USD/CAD: Bank of Canada hikes keep loonie going

 
Spot
One month bias 1M 3M 6M 12M
USD/CAD
1.332
Mildly Bearish 1.32 1.29 1.27 1.25
  • The Bank of Canada surprised with a rate hike in June, and we think another 25bp move in July is quite likely (60% priced in by markets). This is cementing CAD’s position as the currency with the best volatility-adjusted carry in G10.
  • When adding the stabilisation in the domestic growth outlook and supported oil priced, a softening in the USD can easily trigger a break below 1.30 as early as this summer.
  • We still expect a negative re-rating in US growth expectations later this year to hit the highly exposed CAD more than other pro-cyclical currencies, but the coincident drop in USD means that USD/CAD can end the year closer to 1.25 than 1.30.

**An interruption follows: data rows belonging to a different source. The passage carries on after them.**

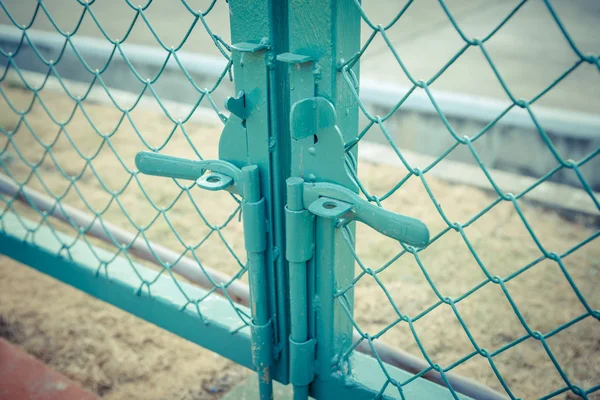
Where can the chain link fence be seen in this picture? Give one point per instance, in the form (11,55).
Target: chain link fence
(566,379)
(68,154)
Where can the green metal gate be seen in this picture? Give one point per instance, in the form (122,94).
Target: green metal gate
(287,156)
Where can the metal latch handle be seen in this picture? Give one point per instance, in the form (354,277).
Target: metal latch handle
(335,201)
(224,175)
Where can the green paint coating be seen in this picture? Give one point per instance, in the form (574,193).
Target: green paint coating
(214,324)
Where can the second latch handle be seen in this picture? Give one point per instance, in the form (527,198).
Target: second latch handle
(169,166)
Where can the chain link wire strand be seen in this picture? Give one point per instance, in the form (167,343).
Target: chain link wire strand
(364,272)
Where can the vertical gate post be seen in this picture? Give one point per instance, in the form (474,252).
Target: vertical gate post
(255,240)
(255,42)
(328,32)
(299,250)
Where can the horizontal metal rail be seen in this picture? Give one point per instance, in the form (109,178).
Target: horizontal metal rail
(238,291)
(109,233)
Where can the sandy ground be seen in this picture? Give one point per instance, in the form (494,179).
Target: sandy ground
(120,357)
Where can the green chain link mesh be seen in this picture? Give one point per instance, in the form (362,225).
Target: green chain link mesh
(93,169)
(379,123)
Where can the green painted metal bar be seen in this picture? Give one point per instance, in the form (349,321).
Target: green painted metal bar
(166,307)
(334,35)
(255,240)
(251,23)
(299,250)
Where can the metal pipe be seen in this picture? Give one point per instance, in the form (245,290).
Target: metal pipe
(255,241)
(238,291)
(297,280)
(110,233)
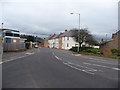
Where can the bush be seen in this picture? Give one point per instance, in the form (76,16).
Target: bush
(115,52)
(73,49)
(87,50)
(93,50)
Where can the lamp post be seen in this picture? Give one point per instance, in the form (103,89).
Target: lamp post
(78,50)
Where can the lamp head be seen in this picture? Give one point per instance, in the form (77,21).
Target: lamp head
(71,13)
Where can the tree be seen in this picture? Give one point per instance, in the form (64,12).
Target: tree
(84,36)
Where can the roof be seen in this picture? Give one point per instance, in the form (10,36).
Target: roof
(9,30)
(59,35)
(50,37)
(68,33)
(55,36)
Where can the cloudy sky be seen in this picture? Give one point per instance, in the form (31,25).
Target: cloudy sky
(53,16)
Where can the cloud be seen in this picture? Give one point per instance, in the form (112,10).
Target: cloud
(53,16)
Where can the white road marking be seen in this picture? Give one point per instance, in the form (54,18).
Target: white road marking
(77,68)
(101,66)
(57,57)
(88,70)
(17,58)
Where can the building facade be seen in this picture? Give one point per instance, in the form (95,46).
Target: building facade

Source: Refinitiv, Macrobond, ING
Refinitiv, Macrobond, ING

AUD/USD: The unpredictable RBA may be done with hikes

 
Spot
One month bias 1M 3M 6M 12M
AUD/USD
0.6765
Neutral 0.67 0.70 0.72 0.75
  • A 4.10% peak rate for the Reserve Bank of Australia was our original call, but the path to this level was very tumultuous given data releases pointed firmly, and more than once, towards a pause in tightening.
  • At the June meeting, the RBA turned a blind eye to grim jobs figures and focused on April’s inflation spike. Moving forward, we expect inflation to start declining at a faster pace, which should make the real policy rate less negative and ultimately mark the of end of the hiking cycle. Still, risks are firmly on the upside.
  • Any data surprise will likely re-ignite hawkish bets and support AUD, which is already benefiting from news of stimulus in China and a recovery in iron ore prices. We target 0.72 by year-end.

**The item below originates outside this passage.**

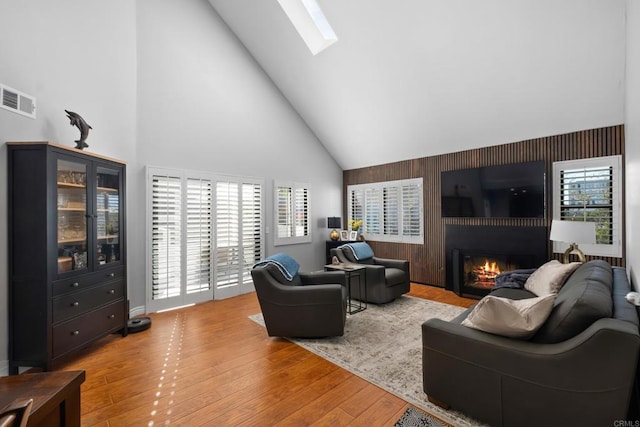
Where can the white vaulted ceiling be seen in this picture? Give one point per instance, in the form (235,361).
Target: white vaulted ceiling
(415,78)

Source: Refinitiv, Macrobond, ING
Refinitiv, Macrobond, ING

NZD/USD: RBNZ might not be done after all

 
Spot
One month bias 1M 3M 6M 12M
NZD/USD
0.6137
Neutral 0.61 0.63 0.65 0.68
  • The Reserve Bank of New Zealand defied hawkish expectations at the May meeting, and despite the spending boost included in the latest budget and sharply rising migration, rate projections showed no more hikes.
  • The latest round of tightening (Australia, Canada) and the risk of the RBNZ having underestimated inflationary risks mean another hike or even two by year-end cannot be excluded.
  • The room for a hawkish repricing is quite large (only 10bp of tightening is in the price for now) but NZD can also be hit by more domestic tail risks – mostly related to the real estate market – than AUD, so we don’t see a strong bearish case for AUD/NZD. USD softening can take NZD to 0.65 by year-end.